Lei precisa mudar para fazer justiça aos vitimados em Brumadinho

Lei precisa mudar para fazer justiça aos vitimados em Brumadinho

Sarah Hakim*

05 Fevereiro 2019 | 12h00

Barragem da Vale se rompeu em Brumadinho (MG) no dia 25 de janeiro. FOTO: WILTON JUNIOR/ESTADÃO

Tão ensurdecedor quanto o rompimento da barragem da Vale em Brumadinho, têm sido as manifestações contra o tabelamento da indenização de dano moral nas relações trabalhistas, previsto pelo que se convencionou intitular de reforma trabalhista (Lei 13.467/2017, incisos de I a IV, do parágrafo 1.º, do art. 223-G ), cuja constitucionalidade é questionada no Supremo Tribunal Federal (STF) desde o primeiro momento.

O debate foi reaceso diante do maior acidente do Brasil, em Brumadinho, que ao final da semana alcançava cento e vinte e um mortos e duzentos e vinte e seis pessoas desaparecidas, provavelmente, a se somarem aos números fatais.

Ao espectro da lei trabalhista uma grande injustiça atingiria os direitos dos trabalhadores que perderam a vida ou a tiveram de alguma forma lesionada pela tragédia, uma vez que os dispositivos enxertados na CLT não só vinculam a base de cálculo ao salário contratual, como estabelecem teto, que, para situações gravíssimas, é de 50 salários. A resposta da Justiça estaria limitada e atrelada a este tabelamento e, portanto, cerceada na fixação das indenizações, mesmo se mensuráveis em patamares superiores, após aquilatados o bem jurídico tutelado, intensidade do sofrimento produzido, desdobramentos físicos e emocionais do infortunado, dolo, culpa e capacidade econômica do ofensor.

Para entender, minimamente, a extensão nefasta da nova CLT, é fundamental ter em conta que levará à fixação de indenizações absolutamente díspares entre aqueles que perderam a vida em iguais circunstâncias e no exercício profissional.

A indenização relativa ao trabalhador que recebia salário equivalente ao mínimo legal (R$ 988) seria próxima a R$ 50 mil; ao passo que a gerada pelo trabalhador com salário contratual de R$ 9 mil, seria da ordem meio milhão (R$450 mil).
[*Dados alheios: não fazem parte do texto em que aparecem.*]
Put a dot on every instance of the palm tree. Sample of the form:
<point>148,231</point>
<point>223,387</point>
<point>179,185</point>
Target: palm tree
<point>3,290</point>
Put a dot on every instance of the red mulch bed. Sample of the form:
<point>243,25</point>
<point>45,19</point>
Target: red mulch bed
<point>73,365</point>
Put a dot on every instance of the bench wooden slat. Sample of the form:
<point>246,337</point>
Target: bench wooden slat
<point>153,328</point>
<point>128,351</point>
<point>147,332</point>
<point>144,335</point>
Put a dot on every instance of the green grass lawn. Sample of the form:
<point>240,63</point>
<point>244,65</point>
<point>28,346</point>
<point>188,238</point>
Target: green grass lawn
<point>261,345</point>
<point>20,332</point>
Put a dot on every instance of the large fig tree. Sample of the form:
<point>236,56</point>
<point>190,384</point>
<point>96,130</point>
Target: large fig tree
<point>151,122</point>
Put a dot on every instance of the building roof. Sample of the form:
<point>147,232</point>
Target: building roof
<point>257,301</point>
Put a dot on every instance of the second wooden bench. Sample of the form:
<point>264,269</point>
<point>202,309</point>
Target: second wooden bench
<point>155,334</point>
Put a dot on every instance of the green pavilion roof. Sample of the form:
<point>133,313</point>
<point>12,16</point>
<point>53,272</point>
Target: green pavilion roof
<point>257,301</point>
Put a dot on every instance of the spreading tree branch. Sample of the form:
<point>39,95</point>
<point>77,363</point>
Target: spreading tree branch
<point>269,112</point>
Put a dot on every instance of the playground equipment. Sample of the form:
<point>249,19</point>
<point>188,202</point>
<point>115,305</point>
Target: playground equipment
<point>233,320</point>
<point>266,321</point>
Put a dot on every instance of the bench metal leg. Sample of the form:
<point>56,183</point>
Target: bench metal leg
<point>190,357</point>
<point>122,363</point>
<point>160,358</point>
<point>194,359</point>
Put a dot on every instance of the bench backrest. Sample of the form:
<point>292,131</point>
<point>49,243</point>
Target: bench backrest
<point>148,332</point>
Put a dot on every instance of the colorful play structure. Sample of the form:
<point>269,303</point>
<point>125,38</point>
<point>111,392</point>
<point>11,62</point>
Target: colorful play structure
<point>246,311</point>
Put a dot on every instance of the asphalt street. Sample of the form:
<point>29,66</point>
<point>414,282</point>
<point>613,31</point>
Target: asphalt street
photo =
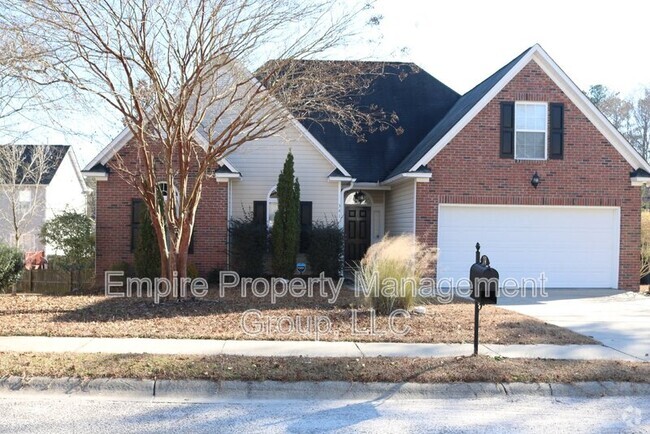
<point>47,413</point>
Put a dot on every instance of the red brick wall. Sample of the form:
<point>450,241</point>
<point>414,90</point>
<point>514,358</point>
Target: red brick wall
<point>113,221</point>
<point>469,170</point>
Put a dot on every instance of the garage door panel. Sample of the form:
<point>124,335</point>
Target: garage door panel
<point>572,246</point>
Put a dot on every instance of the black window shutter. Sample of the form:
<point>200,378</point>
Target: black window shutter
<point>259,212</point>
<point>556,142</point>
<point>305,225</point>
<point>507,130</point>
<point>137,206</point>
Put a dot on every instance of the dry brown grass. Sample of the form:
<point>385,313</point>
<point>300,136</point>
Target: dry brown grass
<point>422,370</point>
<point>98,316</point>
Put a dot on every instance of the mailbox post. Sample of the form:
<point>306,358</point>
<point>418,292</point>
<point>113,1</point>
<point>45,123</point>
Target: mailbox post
<point>484,281</point>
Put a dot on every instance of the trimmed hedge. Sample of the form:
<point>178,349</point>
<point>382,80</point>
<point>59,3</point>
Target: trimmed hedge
<point>11,266</point>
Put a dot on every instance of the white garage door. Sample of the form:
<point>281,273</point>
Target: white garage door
<point>574,247</point>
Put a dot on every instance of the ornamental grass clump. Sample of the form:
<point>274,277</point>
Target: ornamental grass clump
<point>392,270</point>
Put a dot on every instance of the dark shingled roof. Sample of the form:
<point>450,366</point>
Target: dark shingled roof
<point>455,114</point>
<point>55,153</point>
<point>98,168</point>
<point>418,99</point>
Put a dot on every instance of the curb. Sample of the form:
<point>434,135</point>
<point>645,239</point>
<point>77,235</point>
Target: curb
<point>205,390</point>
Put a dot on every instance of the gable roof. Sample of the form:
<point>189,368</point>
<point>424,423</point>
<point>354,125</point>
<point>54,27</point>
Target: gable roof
<point>476,99</point>
<point>56,154</point>
<point>453,116</point>
<point>419,101</point>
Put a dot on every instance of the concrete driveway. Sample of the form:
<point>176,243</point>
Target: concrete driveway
<point>618,319</point>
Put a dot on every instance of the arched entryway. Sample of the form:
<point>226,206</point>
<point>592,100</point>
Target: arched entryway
<point>358,224</point>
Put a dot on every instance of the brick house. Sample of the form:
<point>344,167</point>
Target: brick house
<point>523,163</point>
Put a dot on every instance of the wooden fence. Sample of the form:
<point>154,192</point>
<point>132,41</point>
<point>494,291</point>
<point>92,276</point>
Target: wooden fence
<point>55,282</point>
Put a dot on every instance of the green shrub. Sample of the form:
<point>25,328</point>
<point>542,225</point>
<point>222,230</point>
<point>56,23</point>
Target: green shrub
<point>73,234</point>
<point>285,233</point>
<point>147,253</point>
<point>392,270</point>
<point>325,254</point>
<point>11,266</point>
<point>247,246</point>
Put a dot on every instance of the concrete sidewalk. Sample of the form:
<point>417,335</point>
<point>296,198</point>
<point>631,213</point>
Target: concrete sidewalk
<point>300,348</point>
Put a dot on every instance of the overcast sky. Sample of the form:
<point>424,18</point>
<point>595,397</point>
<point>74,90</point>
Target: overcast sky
<point>461,42</point>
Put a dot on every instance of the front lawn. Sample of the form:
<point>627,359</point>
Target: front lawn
<point>288,319</point>
<point>375,369</point>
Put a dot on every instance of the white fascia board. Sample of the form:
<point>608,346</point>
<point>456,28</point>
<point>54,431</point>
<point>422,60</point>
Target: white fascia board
<point>318,145</point>
<point>77,170</point>
<point>638,181</point>
<point>576,96</point>
<point>110,149</point>
<point>418,176</point>
<point>372,186</point>
<point>99,176</point>
<point>340,178</point>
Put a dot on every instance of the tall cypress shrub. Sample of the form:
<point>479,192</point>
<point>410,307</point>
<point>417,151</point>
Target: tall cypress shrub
<point>285,234</point>
<point>147,253</point>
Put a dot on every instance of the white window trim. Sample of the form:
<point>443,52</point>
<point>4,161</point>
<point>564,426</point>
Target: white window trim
<point>532,131</point>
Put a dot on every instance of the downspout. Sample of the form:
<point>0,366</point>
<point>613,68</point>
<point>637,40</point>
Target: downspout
<point>342,201</point>
<point>229,217</point>
<point>342,215</point>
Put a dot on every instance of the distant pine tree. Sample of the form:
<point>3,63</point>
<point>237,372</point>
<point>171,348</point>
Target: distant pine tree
<point>285,234</point>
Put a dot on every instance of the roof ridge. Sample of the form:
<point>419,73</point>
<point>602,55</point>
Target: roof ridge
<point>457,111</point>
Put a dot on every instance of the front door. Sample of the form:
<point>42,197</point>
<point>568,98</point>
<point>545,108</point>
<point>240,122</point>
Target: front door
<point>357,232</point>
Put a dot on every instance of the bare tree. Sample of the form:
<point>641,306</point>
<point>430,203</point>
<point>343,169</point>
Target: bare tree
<point>177,72</point>
<point>641,131</point>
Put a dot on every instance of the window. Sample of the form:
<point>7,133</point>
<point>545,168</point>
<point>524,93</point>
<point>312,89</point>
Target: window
<point>271,207</point>
<point>163,188</point>
<point>305,225</point>
<point>259,212</point>
<point>530,131</point>
<point>137,206</point>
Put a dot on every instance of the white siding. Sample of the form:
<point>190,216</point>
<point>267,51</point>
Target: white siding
<point>31,223</point>
<point>261,161</point>
<point>400,201</point>
<point>66,190</point>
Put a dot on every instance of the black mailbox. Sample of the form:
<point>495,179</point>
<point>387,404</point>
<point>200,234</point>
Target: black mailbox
<point>484,280</point>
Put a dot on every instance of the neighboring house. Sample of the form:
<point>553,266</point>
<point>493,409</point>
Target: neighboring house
<point>462,172</point>
<point>55,184</point>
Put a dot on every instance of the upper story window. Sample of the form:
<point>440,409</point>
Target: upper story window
<point>163,188</point>
<point>25,196</point>
<point>530,131</point>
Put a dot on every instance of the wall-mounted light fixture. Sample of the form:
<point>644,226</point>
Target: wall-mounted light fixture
<point>535,180</point>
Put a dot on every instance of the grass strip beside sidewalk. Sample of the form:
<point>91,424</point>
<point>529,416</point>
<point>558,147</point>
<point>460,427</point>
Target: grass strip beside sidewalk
<point>380,369</point>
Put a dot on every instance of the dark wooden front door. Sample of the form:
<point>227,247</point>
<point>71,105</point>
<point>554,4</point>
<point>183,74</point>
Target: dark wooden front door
<point>357,232</point>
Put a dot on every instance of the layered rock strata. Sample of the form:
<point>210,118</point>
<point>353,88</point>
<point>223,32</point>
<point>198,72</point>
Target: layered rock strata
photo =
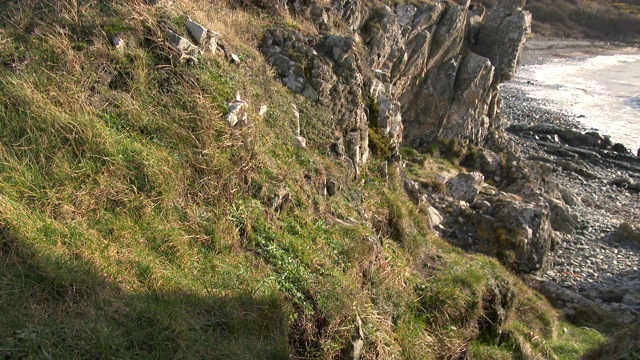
<point>432,69</point>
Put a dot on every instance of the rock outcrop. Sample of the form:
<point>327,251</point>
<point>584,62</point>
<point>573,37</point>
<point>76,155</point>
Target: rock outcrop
<point>435,68</point>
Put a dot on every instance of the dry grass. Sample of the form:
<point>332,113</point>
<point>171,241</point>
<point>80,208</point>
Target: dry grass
<point>135,224</point>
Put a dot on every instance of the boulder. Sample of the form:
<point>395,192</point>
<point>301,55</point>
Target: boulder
<point>331,77</point>
<point>185,48</point>
<point>521,233</point>
<point>473,92</point>
<point>465,186</point>
<point>502,36</point>
<point>561,217</point>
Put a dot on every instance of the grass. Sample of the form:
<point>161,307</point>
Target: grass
<point>135,224</point>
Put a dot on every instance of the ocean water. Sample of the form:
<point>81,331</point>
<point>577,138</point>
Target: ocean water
<point>602,92</point>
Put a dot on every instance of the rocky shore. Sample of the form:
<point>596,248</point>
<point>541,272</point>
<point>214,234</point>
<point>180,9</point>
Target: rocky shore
<point>595,268</point>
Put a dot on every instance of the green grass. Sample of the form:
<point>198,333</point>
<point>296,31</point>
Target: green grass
<point>135,224</point>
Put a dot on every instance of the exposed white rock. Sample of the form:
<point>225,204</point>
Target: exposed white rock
<point>196,30</point>
<point>185,48</point>
<point>118,42</point>
<point>263,110</point>
<point>237,115</point>
<point>465,186</point>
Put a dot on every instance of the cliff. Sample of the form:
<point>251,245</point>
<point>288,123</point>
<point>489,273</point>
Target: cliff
<point>197,179</point>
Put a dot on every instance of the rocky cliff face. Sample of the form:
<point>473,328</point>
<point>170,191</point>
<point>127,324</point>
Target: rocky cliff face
<point>420,74</point>
<point>433,69</point>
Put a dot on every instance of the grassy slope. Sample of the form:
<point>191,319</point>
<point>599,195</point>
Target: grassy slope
<point>135,223</point>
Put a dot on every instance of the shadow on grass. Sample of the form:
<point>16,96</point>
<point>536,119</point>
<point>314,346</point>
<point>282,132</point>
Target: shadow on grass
<point>53,307</point>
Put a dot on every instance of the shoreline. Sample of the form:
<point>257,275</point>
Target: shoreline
<point>588,264</point>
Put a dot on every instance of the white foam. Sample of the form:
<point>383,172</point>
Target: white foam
<point>604,90</point>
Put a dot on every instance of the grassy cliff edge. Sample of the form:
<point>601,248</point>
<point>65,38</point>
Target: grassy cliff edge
<point>134,223</point>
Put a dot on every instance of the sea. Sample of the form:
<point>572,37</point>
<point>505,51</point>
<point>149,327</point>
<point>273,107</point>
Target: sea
<point>601,91</point>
Portanto, o parâmetro salarial malfere o princípio da isonomia, estabelecido no artigo 5.º da Constituição Federal, cuja premissa consagradora é de que “todos são iguais perante a lei”.

O desnível e a discrepância entre as indenizações por danos morais poderá ser ainda mais abissal entre os trabalhadores e não trabalhadores, já que as vítimas sem relação com a Vale, como moradores, terão os montantes definidos pela Justiça Estadual, não sujeita à taxação, o que deve resultar em valores mais expressivos.

É preciso lembrar que o dano é a lesão a bem juridicamente tutelado e que a indenização de natureza moral visa salvaguardar valores como honra, intimidade, dignidade, liberdade, sexualidade, integridade física, a exigirem indenização compatível e em consonância com a grandeza de sua importância.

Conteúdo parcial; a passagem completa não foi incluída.